Prenatal and postnatal exposure to persistent organic pollutants and infant growth : a pooled analysis of seven European birth cohorts
Faculty of Pharmaceutical, Biomedical and Veterinary Sciences . Biomedical Sciences
Research Triangle Park, N.C.
Environmental health perspectives. - Research Triangle Park, N.C., 1972, currens
, p. 730-736
University of Antwerp
Background: Infant exposure to persistent organic pollutants (POPs) may contribute to obesity. However, many studies so far have been small, focused on transplacental exposure, used an inappropriate measure to assess postnatal exposure through breastfeeding if any, or did not discern between prenatal and postnatal effects. Methods: We pooled data from 7 European birth cohorts with biomarker concentrations of polychlorinated biphenyl 153 (PCB-153) (n=2487), and p,p-dichlorodiphenyldichloroethylene (p,p-DDE) (n=1864), estimating prenatal and postnatal POPs exposure using a validated pharmacokinetic model. Growth was change in weight-for-age z-score between birth and 24 months. Per compound, multi-level models were fitted with either POPs total exposure from conception to 24 months, prenatal or postnatal exposure. Results: We found a significant increase in growth associated with p,p-DDE, seemingly due to prenatal exposure (per interquartile increase in exposure, adjusted β=0.12; 95% CI: 0.03, 0.22).
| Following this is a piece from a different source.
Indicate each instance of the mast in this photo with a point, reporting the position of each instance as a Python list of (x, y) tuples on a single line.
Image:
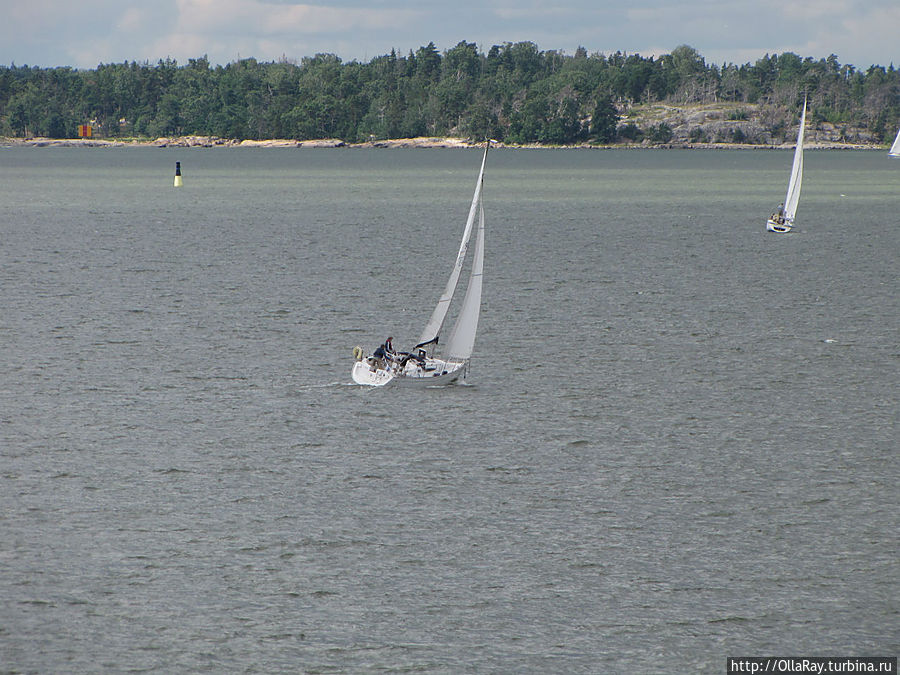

Due to heterogeneity across cohorts, this estimate cannot be considered precise, but does indicate that an association with infant growth is present on average. In contrast, a significant decrease in growth was associated with postnatal PCB-153 exposure (β=-0.10; 95% CI: -0.19, -0.01). Conclusion: To our knowledge, this is the largest study to date of POPs exposure and infant growth, and with state of the art exposure modelling. Prenatal p,p-DDE was associated with increased infant growth, and postnatal PCB-153 with decreased growth at European exposure levels.